A PAEDOPHILE who preyed on a young girl was locked up indefinitely after a judge branded him a significant danger to children.
John Harrop will be freed from prison only when officials from the Parole Board consider the 25-year-old is no longer a risk.
A court heard how the monster bribed his victim with money and sweets and ignored her tearful pleas for him to stop the abuse.
He systematically raped the girl over a two-year period and she kept her ordeal a secret from her family until last year.
The girl's parents heard a “piercing scream” coming from her bedroom and found she had been having a nightmare about the abuse.
Prosecutor Aisha Wadoodi told Teesside Crown Court that the youngster was “hysterical and difficult to understand”.
She told her mother and father that Harrop had been abusing her, and he refused to answer police questions when he was arrested.
He later admitted six specimen charges of rape and two of sexual assault and was given a sentence of imprisonment for public protection.
Judge George Moorhouse told Harrop, of Tom Raine Court, Darlington: “I say that because of what's in the probation report.
“I quote 'it is my view that Mr Harrop poses a very high risk of sexual and emotional harm to young, vulnerable males and females.”
Harrop was also banned for life from working with children, put on the sex offenders' register and ordered not to have unsupervised contact with under-16s.

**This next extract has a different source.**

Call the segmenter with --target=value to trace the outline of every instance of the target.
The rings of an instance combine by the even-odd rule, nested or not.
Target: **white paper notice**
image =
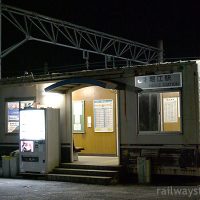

His barrister, Andrew Petterson, told the court that Harrop would suffer an “intense psychological reaction” to being locked up.
Mr Petterson said he was “extremely isolated” and had been in living in fear of revenge attacks following his arrest last November.
The court heard that the girl suffers from night terrors, physical medical problems and does not play out with friends as much.
Judge Moorhouse told the rapist: “One of the aggravating features of these offences is that they were prolonged, on a young girl.
“I appreciate that during your life, you have had your own difficulties, but you have got to remember the impact on this girl and her family.”